北朝鮮の農場で、再生可能エネルギーの導入が進められている。中央政府の指示により、太陽熱発電やバイオマス発電設備の設置が農民たちの自己負担で始まっていることが分かった。慢性的な電力難を農場に自力で改善させようとするのが狙いだとみられる。咸鏡北道(ハムギョンブクト)に住む農場員の取材協力者が8月中旬に伝えてきた。(洪麻里/カン・ジウォン)
◆国産太陽電池の設置を指示
農場員である取材協力者は、再生可能エネルギー導入に関する動きを次のように説明する。
「自力でエネルギー生産をしろという指示が中央から農場に下りてきた。太陽熱蓄電池を買って農場宣伝室と各家の屋根に設置しろということだ。大同江(デドンガン)蓄電池工場と平城(ピョンソン)太陽熱エネルギー工場で生産した国産品の機器を農場で購入し、設置には工場から技術者が1人派遣され、農場からも人力が動員された。うちの農場では、宣伝室や党委員会、研究室から優先的に設置されている」
農民の住宅よりも、政府や労働党の施設や、金日成、金正日、金正恩の革命歴史を学習する「研究室」から先に設置しているというわけだ。
◆結局のところ設置費用は農民負担 秋の収穫でツケ払い
気になるのは設置のための経費である。協力者によれば、政府が負担するのではなく、農民らの自己負担で、秋の収穫で後払いするという。
「ツケ払いだよ。秋の収穫から1世帯当たり40キロほどトウモロコシを出さないといけない。国営(工場の)製品を農場に強制的に買わせるようなものだ」
また、並行して堆肥や人糞を活用したアンモニア生産タンクも作らされている。バイオマス発電設備を設置させる計画なのだろう。
「堆肥、人糞、家畜の糞などを集めてタンクに入れ、そこから出るガスを活用するのだそうだ。
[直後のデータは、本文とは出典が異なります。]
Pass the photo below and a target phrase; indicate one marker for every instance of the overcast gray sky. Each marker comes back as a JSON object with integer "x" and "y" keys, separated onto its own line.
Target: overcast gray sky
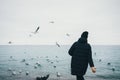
{"x": 18, "y": 18}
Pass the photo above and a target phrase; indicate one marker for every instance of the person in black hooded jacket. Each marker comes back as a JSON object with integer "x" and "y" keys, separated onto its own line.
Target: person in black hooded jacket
{"x": 81, "y": 56}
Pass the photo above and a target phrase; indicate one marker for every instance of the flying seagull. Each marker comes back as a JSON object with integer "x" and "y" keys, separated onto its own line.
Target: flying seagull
{"x": 67, "y": 34}
{"x": 51, "y": 21}
{"x": 57, "y": 44}
{"x": 10, "y": 42}
{"x": 43, "y": 78}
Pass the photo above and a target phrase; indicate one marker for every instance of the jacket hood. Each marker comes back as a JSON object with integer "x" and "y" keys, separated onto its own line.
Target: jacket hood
{"x": 82, "y": 40}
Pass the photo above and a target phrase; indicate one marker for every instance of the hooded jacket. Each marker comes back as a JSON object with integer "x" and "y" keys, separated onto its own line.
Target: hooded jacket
{"x": 81, "y": 55}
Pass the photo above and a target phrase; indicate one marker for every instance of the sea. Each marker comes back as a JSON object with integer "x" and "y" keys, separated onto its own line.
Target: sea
{"x": 26, "y": 62}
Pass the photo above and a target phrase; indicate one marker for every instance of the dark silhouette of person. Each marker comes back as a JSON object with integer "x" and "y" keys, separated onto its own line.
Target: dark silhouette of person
{"x": 81, "y": 56}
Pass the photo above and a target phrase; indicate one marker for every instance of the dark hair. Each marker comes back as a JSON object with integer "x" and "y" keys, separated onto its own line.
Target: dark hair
{"x": 84, "y": 34}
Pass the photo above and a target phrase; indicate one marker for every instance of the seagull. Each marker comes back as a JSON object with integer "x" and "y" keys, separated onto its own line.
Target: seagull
{"x": 58, "y": 74}
{"x": 67, "y": 34}
{"x": 57, "y": 44}
{"x": 9, "y": 42}
{"x": 13, "y": 73}
{"x": 52, "y": 22}
{"x": 36, "y": 31}
{"x": 108, "y": 63}
{"x": 27, "y": 72}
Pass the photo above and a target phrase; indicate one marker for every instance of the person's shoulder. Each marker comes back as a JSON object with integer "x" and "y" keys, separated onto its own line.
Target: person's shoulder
{"x": 89, "y": 45}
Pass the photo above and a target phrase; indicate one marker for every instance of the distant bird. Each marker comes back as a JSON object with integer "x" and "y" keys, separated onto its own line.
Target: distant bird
{"x": 13, "y": 73}
{"x": 108, "y": 63}
{"x": 35, "y": 66}
{"x": 11, "y": 57}
{"x": 52, "y": 22}
{"x": 113, "y": 69}
{"x": 9, "y": 42}
{"x": 9, "y": 69}
{"x": 100, "y": 60}
{"x": 67, "y": 34}
{"x": 54, "y": 66}
{"x": 20, "y": 71}
{"x": 58, "y": 74}
{"x": 23, "y": 60}
{"x": 57, "y": 44}
{"x": 95, "y": 53}
{"x": 36, "y": 31}
{"x": 27, "y": 72}
{"x": 43, "y": 78}
{"x": 26, "y": 63}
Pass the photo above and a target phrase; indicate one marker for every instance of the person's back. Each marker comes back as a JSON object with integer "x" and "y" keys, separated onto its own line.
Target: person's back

村人たちが土地を掘る作業などに動員されている」と協力者は話す。
農村への再生可能エネルギーの導入が全国的な取り組みであるかは不明だが、数年前から始まった農場の自律経営原則を利用して、政府が本来支出すべき電力インフラへの投資を農村に自己負担させようという動きだろう。
※アジアプレスでは中国の携帯電話を北朝鮮に搬入して連絡を取り合っている。